Mare, you're being WAY too hard on yourself. He'd have to be pretty petty to hate you after all this time. I don't know exactly what was said during the break-up, but I remember when it happened, and you had good reason. Also, you probably have equal grounds to hate Cody. Not to be horribly mean to him or anything but, all things considered, he really wasn't that good of a boyfriend. He was a little pushy, and we all remember why you broke up the first time...I actually am kind of surprised that you don't hate him (I guess this is just a little indication of what a good person you are. Personally, I think that I would have had a lot of trouble forgiving him). Anyways, don't worry about the the freaking-out-ishness. In fact, I freaked out a bit when you told me that he called (I don't know if you remember all the..."Cody?...CODY TARRANT????!"-ness that went on). The cercumstances are mighty strange!

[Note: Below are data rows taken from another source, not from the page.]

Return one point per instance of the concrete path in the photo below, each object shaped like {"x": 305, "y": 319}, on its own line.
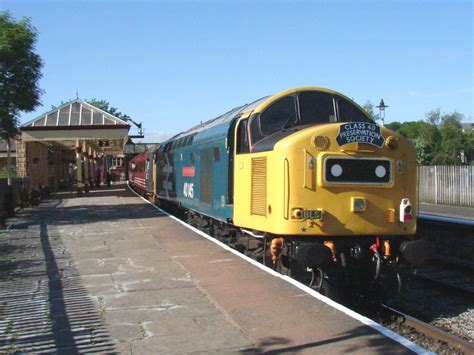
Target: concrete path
{"x": 108, "y": 273}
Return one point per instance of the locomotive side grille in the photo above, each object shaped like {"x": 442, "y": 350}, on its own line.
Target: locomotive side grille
{"x": 259, "y": 187}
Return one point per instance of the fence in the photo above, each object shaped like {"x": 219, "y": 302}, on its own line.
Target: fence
{"x": 446, "y": 185}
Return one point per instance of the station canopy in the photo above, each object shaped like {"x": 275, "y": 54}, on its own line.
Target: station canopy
{"x": 76, "y": 122}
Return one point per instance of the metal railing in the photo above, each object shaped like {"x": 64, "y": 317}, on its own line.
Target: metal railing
{"x": 446, "y": 185}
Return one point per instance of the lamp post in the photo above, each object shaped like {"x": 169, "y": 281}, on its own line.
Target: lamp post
{"x": 382, "y": 108}
{"x": 9, "y": 203}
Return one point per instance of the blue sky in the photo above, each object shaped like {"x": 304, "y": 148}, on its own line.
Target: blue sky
{"x": 172, "y": 64}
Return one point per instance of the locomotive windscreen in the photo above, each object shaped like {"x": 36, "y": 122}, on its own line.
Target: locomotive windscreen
{"x": 303, "y": 109}
{"x": 358, "y": 171}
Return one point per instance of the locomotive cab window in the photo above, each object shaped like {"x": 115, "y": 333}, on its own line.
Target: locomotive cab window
{"x": 242, "y": 138}
{"x": 348, "y": 112}
{"x": 316, "y": 107}
{"x": 276, "y": 117}
{"x": 216, "y": 153}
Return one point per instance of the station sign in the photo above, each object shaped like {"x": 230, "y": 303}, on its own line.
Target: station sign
{"x": 104, "y": 143}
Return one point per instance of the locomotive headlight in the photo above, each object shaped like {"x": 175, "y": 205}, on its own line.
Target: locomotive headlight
{"x": 336, "y": 170}
{"x": 392, "y": 142}
{"x": 358, "y": 204}
{"x": 297, "y": 213}
{"x": 380, "y": 171}
{"x": 321, "y": 142}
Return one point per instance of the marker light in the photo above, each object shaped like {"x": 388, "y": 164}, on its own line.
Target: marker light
{"x": 406, "y": 210}
{"x": 321, "y": 142}
{"x": 358, "y": 204}
{"x": 392, "y": 142}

Plus, it was probably quite awkward talking with him after such a long time...and of course there's the mother issue...seeing as she still loves Cody...I imagine that your conversation with her about him would be quite unpleasant. Ergo, I think that it's totally normal for you to freak out. No worries. A strange occurrence, such as this, compiled with all the homework stresses would make anyone lose it. Alas...the life of an IB student...always on edge! Well, I hope that's a decent analysis...I'm sorry, I kind of suck at these things. At any rate, don't worry about Cody...if he dislikes you...he's a bum...Clare doesn't like bums...ergo, Clare will dislike Cody if he is, indeed, being a bum...a bum and a half perhaps? Okay, I'll shut up now because I'm rambling. See ya later Mare...if things get to tough...you can live with...CLARE! (then Cody won't be able to contact you...he doesn't have my number...BOOYAH!)